Does anyone recommend using live pants in the tanks, perhaps at night or days off to help absorb nitrites? I was told that all plants will have snails in them!! Why is that?
Thanks


----------



## Guest (Jan 8, 2011)

fish spa said:


> Does anyone recommend using live pants in the tanks, perhaps at night or days off to help absorb nitrites? I was told that all plants will have snails in them!! Why is that?
> Thanks


_Garra rufa_ is an omnivorous species, that is they'll consume both plant and animal matter. A large part of their diet consists of algae which they'll scrape off hard surfaces such as rocks and wood.

Plants might not be such a wise idea, chances are any soft-leaved species will be chewed up and most would be uprooted sooner or later.


----------



## fish spa (Jan 8, 2011)

Chillinator said:


> _Garra rufa_ is an omnivorous species, that is they'll consume both plant and animal matter. A large part of their diet consists of algae which they'll scrape off hard surfaces such as rocks and wood.
> 
> Plants might not be such a wise idea, chances are any soft-leaved species will be chewed up and most would be uprooted sooner or later.


OK Thank you. 
I found a completely stripped skeleton in one of the tanks the other morning! it was translucent with absolutely no flesh on the bones, and all the bones were still in tact! Do you think it was a weak or ill fish that died and was eaten. The fish supplier said that i may not have fed them enough during the day! Or maybe there is a rogue 'chin chin' or another Garra fish with teeth that has been put in with the Garra Rufa?
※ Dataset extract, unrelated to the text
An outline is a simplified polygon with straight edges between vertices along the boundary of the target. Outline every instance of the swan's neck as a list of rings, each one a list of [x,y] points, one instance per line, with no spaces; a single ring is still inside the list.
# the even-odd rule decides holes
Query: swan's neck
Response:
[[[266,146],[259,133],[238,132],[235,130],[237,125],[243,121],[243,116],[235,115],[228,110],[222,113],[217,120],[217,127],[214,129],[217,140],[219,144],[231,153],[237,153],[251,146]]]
Is it usual for Garra Rufa to eat each other?? It was one of the bigger fish too!
Thanks
M


----------



## Fishy person (Nov 21, 2010)

fish spa said:


> OK Thank you.
> I found a completely stripped skeleton in one of the tanks the other morning! it was translucent with absolutely no flesh on the bones, and all the bones were still in tact! Do you think it was a weak or ill fish that died and was eaten. The fish supplier said that i may not have fed them enough during the day! Or maybe there is a rogue 'chin chin' or another Garra fish with teeth that has been put in with the Garra Rufa? Is it usual for Garra Rufa to eat each other?? It was one of the bigger fish too!
> Thanks
> M


What is the water quality like? as for chin chin if you had one of those in there it would stick out like a sore thumb.


----------



## trudespot (Nov 4, 2011)

Hi everyone  Having returned recently from a holiday in Thailand we would like to open a fish spa, however the Garra Rufa is banned where we live. Having spent some time on the net, I am trying to find a relative of the Garra Rufa that will do the same thing. Can anyone help??


----------